Социально-философская концептуализация субъективного должна, на наш взгляд, исходить из той очевидности, что презумпция безграничной свободы человека реально не подтверждаема: индивид, даже страстно борясь с социумом, не может не ориентироваться на некоторые гуманитарно оправданные всеобщие ценности человеческого бытия. Другое дело, что жестко центрируемый социум подчас “перегибает” в своих гонениях на “анархиствующих” личностей - так порождается проблема “идеологии”, противоречия конкретно-исторического и всеобщего плана этих ценностей. Но критика этих “превращенных” форм не должна мешать пониманию роли реально функционирующих общественных мифо-матриц, регулирующих поведенческие стратегии в условиях не в полной мере усвоенного обществом культурно-смыслового пространства своего бытия. Функционирование таких культурных ценностных программ (религиозных, философских и др.) особенно важно в условиях, когда они (выступая нередко то проекциями тех или иных страхов либо надежд общности, то гиперболизацией тех или иных групповых интересов) выполняют задачу постижения новой культурной ситуации в условиях, пока эта ситуация не усвоена в рационально-нормативном плане. И беда здесь не в идеологии как таковой (тем более, что ее общественная значимость близка к нулю, пока она не становится содержанием массового сознания), но в отсутствии альтернативных систем ценностей, как и в отсутствии свободной от идеологической догматики науки.

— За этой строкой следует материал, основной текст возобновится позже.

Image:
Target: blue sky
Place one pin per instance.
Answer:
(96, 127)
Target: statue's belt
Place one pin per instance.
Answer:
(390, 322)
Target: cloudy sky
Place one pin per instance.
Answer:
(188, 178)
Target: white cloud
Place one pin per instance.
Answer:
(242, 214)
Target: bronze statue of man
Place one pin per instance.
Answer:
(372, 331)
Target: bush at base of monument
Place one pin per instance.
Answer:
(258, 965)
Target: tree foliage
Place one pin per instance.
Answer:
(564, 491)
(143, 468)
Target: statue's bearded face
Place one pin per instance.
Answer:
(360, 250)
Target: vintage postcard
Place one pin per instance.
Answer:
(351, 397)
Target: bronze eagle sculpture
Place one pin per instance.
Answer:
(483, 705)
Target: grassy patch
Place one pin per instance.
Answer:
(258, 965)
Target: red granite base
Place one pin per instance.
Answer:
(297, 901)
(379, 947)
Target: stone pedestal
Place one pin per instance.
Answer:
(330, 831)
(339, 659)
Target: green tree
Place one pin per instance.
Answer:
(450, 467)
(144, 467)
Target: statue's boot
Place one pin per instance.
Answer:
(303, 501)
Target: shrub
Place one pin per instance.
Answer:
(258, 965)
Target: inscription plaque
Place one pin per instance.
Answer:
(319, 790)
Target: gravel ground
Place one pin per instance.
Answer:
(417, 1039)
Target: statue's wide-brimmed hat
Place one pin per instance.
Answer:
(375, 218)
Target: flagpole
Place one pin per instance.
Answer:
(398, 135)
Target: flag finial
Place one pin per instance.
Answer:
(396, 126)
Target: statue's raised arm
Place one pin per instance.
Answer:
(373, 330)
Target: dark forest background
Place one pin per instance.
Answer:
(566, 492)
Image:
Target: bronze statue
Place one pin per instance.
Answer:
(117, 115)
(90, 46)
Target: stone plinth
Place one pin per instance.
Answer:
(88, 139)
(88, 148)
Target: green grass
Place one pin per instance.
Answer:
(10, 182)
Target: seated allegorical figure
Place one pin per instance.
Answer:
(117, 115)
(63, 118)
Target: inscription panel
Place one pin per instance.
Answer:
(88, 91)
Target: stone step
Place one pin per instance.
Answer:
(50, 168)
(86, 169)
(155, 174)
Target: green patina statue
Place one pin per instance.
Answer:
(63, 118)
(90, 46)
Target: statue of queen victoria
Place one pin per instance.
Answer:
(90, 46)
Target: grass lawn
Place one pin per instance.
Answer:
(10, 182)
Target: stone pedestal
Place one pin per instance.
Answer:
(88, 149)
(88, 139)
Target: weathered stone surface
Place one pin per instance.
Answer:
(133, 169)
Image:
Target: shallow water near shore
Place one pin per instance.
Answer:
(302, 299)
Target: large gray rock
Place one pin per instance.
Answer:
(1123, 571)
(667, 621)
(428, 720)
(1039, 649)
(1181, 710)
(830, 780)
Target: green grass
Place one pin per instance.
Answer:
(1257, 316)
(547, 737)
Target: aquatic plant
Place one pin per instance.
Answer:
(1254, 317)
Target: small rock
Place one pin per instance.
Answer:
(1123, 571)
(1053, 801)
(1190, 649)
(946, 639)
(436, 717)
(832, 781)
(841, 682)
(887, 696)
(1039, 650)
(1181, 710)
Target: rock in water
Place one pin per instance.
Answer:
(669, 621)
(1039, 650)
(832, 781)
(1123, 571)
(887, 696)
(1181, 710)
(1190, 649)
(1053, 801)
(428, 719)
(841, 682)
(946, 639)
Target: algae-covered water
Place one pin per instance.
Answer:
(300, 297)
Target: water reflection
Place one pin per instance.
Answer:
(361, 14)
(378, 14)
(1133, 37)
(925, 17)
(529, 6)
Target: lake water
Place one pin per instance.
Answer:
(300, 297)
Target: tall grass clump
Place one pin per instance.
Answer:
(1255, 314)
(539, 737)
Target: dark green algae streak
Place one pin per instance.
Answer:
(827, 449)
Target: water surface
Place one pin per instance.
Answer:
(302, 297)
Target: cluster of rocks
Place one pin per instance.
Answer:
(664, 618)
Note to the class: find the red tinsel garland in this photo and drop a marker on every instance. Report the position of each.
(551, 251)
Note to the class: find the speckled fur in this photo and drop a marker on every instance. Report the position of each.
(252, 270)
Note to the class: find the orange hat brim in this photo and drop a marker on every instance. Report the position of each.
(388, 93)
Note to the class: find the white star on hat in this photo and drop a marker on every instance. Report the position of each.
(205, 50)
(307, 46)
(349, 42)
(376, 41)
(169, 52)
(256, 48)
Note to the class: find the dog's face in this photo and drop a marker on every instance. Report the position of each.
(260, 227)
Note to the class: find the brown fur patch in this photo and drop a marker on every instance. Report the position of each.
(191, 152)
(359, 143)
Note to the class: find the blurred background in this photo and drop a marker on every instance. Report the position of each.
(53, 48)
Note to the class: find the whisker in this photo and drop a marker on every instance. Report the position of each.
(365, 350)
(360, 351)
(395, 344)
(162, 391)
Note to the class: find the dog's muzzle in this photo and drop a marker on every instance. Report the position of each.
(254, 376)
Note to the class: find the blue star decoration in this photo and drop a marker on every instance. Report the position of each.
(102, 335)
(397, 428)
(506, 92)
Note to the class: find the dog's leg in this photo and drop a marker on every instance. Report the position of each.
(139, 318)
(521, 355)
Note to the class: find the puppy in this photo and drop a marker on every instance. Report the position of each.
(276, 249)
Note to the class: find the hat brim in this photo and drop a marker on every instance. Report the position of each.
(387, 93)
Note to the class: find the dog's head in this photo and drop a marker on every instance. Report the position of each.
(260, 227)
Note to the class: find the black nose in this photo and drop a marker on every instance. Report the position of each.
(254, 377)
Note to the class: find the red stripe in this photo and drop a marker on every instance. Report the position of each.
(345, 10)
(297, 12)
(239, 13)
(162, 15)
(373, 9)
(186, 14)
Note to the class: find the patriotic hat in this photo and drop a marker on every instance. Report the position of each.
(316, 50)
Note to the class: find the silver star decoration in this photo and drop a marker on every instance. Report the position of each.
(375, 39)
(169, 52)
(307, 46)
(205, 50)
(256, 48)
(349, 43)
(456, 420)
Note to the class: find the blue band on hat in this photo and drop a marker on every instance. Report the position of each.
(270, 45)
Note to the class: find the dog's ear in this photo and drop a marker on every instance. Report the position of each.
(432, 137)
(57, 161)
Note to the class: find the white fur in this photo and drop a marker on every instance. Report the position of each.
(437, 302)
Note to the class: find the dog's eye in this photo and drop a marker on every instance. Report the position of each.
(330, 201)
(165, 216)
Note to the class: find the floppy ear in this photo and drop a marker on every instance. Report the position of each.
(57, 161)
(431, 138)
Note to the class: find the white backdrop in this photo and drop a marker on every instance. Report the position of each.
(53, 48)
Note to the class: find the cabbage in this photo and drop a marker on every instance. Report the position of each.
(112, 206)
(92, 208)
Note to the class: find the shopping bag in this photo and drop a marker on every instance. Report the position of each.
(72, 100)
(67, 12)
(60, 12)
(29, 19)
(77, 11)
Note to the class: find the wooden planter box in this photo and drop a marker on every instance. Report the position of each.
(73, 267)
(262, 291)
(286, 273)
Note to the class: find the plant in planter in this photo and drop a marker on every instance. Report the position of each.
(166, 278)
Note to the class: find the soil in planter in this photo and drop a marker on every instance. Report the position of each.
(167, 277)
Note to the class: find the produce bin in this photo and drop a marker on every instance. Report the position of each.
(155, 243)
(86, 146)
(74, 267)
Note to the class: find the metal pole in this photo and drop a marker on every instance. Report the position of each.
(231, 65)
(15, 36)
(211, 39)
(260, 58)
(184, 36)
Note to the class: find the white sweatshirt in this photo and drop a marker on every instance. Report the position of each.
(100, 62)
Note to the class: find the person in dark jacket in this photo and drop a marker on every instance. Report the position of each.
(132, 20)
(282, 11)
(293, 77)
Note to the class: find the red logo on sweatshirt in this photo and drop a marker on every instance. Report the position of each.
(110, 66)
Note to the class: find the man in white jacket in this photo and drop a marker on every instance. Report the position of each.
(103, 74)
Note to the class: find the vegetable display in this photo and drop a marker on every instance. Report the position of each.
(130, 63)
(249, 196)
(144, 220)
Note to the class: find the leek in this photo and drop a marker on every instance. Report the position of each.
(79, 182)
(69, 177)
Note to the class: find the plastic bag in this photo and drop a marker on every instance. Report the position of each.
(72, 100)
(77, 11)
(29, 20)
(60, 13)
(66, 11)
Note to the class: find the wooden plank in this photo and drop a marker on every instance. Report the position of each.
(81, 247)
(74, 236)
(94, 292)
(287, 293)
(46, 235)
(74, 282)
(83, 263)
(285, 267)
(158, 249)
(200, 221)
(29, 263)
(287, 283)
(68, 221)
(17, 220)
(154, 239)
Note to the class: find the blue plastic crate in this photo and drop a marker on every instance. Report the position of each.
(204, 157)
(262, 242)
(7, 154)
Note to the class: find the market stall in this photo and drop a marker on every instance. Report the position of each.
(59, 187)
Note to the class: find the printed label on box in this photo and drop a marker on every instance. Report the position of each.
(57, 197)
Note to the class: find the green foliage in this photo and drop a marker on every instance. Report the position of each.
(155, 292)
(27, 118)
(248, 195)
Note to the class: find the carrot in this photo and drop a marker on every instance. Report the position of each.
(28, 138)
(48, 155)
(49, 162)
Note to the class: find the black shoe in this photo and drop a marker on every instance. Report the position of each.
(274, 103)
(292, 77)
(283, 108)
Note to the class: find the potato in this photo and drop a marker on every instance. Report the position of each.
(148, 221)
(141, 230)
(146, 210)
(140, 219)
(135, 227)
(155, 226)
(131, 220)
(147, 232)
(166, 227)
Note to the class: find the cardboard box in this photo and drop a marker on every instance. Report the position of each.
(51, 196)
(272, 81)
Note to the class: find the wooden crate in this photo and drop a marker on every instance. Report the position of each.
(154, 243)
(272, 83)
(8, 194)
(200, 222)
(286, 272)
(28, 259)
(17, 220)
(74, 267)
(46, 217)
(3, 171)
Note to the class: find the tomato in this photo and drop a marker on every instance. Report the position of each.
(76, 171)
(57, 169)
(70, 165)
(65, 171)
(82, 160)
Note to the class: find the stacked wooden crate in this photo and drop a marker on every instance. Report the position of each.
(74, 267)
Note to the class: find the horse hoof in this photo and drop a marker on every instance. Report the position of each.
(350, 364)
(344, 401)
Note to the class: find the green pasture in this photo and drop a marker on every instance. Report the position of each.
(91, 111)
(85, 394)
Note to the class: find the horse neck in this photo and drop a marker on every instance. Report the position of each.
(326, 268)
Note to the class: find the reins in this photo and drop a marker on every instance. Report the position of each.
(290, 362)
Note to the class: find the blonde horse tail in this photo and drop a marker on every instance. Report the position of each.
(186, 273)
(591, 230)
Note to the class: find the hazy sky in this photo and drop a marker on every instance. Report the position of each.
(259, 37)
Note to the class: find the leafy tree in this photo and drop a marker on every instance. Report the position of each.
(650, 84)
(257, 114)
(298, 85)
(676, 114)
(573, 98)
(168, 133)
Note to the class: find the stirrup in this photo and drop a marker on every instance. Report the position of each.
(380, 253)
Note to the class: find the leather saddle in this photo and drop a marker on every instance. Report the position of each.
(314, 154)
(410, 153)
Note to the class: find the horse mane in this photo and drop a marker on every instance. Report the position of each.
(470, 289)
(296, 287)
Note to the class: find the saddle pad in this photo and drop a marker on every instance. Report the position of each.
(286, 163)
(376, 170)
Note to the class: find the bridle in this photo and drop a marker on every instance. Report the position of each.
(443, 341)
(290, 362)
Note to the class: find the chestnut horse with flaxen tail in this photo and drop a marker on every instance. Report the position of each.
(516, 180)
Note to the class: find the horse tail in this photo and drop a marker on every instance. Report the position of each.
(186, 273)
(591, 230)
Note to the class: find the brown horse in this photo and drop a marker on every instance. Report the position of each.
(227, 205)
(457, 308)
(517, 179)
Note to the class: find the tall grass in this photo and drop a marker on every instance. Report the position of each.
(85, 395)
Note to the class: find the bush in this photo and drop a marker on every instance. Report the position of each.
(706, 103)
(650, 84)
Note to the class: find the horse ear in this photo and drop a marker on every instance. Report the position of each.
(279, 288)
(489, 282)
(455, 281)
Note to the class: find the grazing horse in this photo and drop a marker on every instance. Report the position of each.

При таком понимании проблемы поведение индивида, определяемое, казалось бы, строго индивидуальными интенциями жизнедеятельности, на деле существенным образом связано с этими ценностями “должного”, которые и замыкают на себя многообразие субъективных жизненных траекторий. Здесь за видимым хаосом очевидны определенные элементы регулярности и системности, обусловленные ориентацией на мир “культурно-объективной” реальности, в рамках которой функционирует человек и порождаемые им истины. Очевидно, что такой подход предполагает приоритеты именно философской рефлексии. Ибо внегуманитарные методы в социальной философии в лучшем случае могут уточнять те или иные внешние характеристики гуманитарного знания, но редко ведут к раскрытию его сути. В самом деле, общество для философа не может быть просто “объектом”, оно есть система субъектного типа, которое “тянется” к тому, что “должно быть”. “Подлинное сущее” общества - единство того, что реально существует с тем, что, по меркам человека, должно быть. И проблематичность этого единства связана как с реальной силой идеального долженствования, так и с подлинностью идеального плана социального творчества всеобщим характеристикам мироздания. А это означает, что суть моделей “должного”, как важнейшего компонента социально-философского знания, должна заключаться не в поисках какой-то “самой совершенной” модели общественного устройства, а в анализе реальных процессов в изучаемом обществе, который способен бы выявить как наиболее безопасные, так и гибельные пути его развития.

Сказанное предопределяет важность исследования паттернов “должного”, которые, как теперь понятно, выступают не только в своем качестве “возможного должного”, но и в виде структурирующего начала “правильного” настоящего. Ныне в литературе обсуждаются ряд концептов природы должного. Целям нашей работы близок подход Б. Г. Капустина, который, стремясь решить вопрос о действительно свободных формах развития России в современном обществе, группирует палитру взглядов на эту тему, выделяет “акультурные” теории подобного развития - те, что уповают на воспроизводство западного образца “должного” развития российским обществом как синонима современности (а то даже и с единственного пути цивилизации), и “культурные” теории, утверждающие, что российская современность должна быть изучена наряду с западной, стремятся объяснить развитие в категориях его этнокультурного контекста, прослеживая изменение понимания обществом того, что есть благо, человек, природа, общество, как смысловые принципы организации человеческого общежития (164).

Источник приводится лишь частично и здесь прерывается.